PR
講演する尾崎靖氏 スライドはNECエレのデータ。
講演する尾崎靖氏 スライドはNECエレのデータ。
[画像のクリックで拡大表示]

 NECエレクトロニクスは,大規模論理の機能検証を手際よく進めるための手法について講演した。この講演は,2008年9月12日に東京で開催の「Verify2008」(主催:サン・マイクロシステムズ)で行なわれた。

 登壇したのは,LSIの機能検証チームを率いる,NECエレの尾崎靖氏(第二SoC事業本部チームマネージャ)である。同氏が講演の中で採り上げたように,検証品質の向上や検証期間の短縮には,「検証と設計を異なるエンジニアが担当するのが良い」と言われている。尾崎氏は「これはこれで正しいが,それだけでは,大規模な検証を首尾よく進めることは難しい」と述べ,同氏が検証チームのマネージャとして実践してきた手法を紹介した。

 例えば,設計チームと検証チームを分けるだけではなく,検証チームをさらに細分化する。シミュレーションのパターンを作成する人,シミュレーションを実行する人,デバグをする人といった具合である。「同じ人がパターンを作ってデバグもすると,デバグに妙に凝るようになりやすい」(同氏)。これは「設計と検証を分けた方が良い」という考えに通じるものがある。

 尾崎氏は,別のエンジニアが担当した方が良い作業をほかにも紹介した。例えば,機能仕様書からテストベンチ(テスト・パターン作成)を作る作業である。この作業は,(1)機能仕様書からテストベンチの内容(つまり,どういうシミュレーションを実行する)を決める作業と,(2)テストベンチの内容を検証言語で記述する作業に分けられる。

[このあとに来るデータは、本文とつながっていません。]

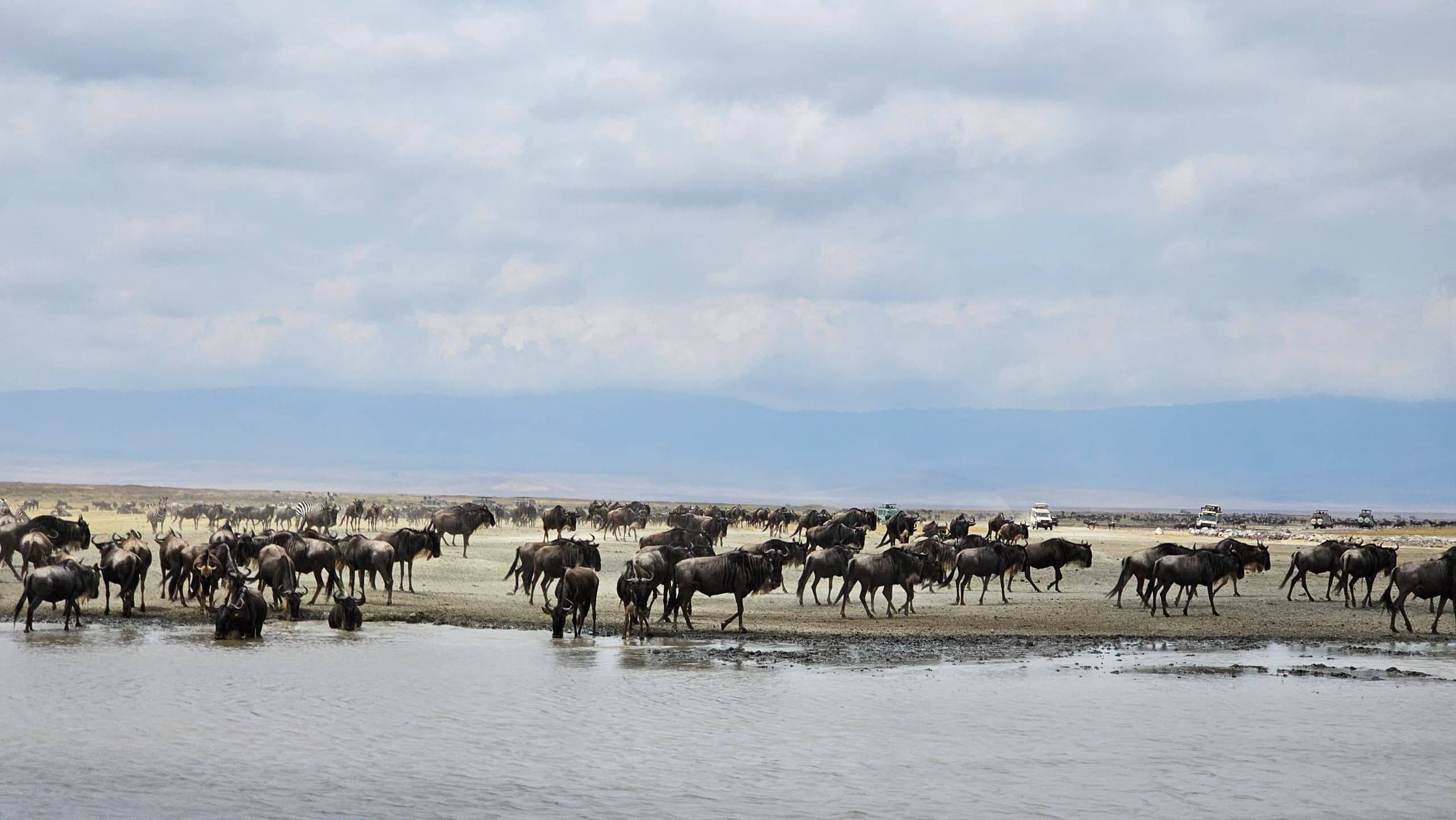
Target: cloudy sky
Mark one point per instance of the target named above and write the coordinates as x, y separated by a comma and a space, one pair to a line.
803, 204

 (2)が目に見えやすいためか,「全体の作業を,C言語の使いこなしが上手な人に任せることが多い」(同氏)。しかし,「(1)と(2)の作業の両方を上手くできる人は稀で,それぞれが得意な人でペアを組むのが良い」(同氏)。特に,制約付きランダム発生技術を使う場合には,(1)が首尾よくできる人を見いだすことが重要だとした。

 さらに同氏は,検証作業全体をスムーズに進めるために,検証全体の状況を把握している人(トレーサ)を置くことや,その状況をチーム全体に知らせるための電子掲示板を設けることなどを勧めた。

個々の作業を最適なメンバーに割り当てる

 尾崎氏は講演の前半で,上述したような,検証作業の分類や分割について説明した。後半は,その分割した作業を,検証チームの各メンバーに割り振る方法である。同氏はチームには,さまざまな資質や性格の人がおり,それらに合った作業を担当してもらうことで,検証全体がスムーズに,短時間で行えるようになるとした。

 例えば,「何事にも器用」と言われている人は,検証の立ち上げや初期に大量のパターンを作成する作業に向くという。こうした人は,「カバレッジで60~70%程度まで,検証作業を進めるのが上手い」という。一方で,こうした人は,検証作業のツメ(100%にまで持っていく作業)が苦手なことが多いという。

 この詰めの作業には,「熟考が好きな人」が向くという。「こうした人は,理解できないと前に進めないケースが多い半面,検証の詰めのような緻密な作業に向いている」(同氏)。器用な人は検証作業の前半で,熟考が好きな人は後半で活躍できそうだ。

 さらに同氏は「ある確率でトレースが好きな人がいて,その人は設計レビューや進捗の管理に向いている」と述べたり,「Excelが好きな人」,「まめな人」など,検証作業の割り当ての際に着目する点を説明した。最後は全体をまとめるのに向く人だったが,同氏によれば,「世話好きな人」である。するどい。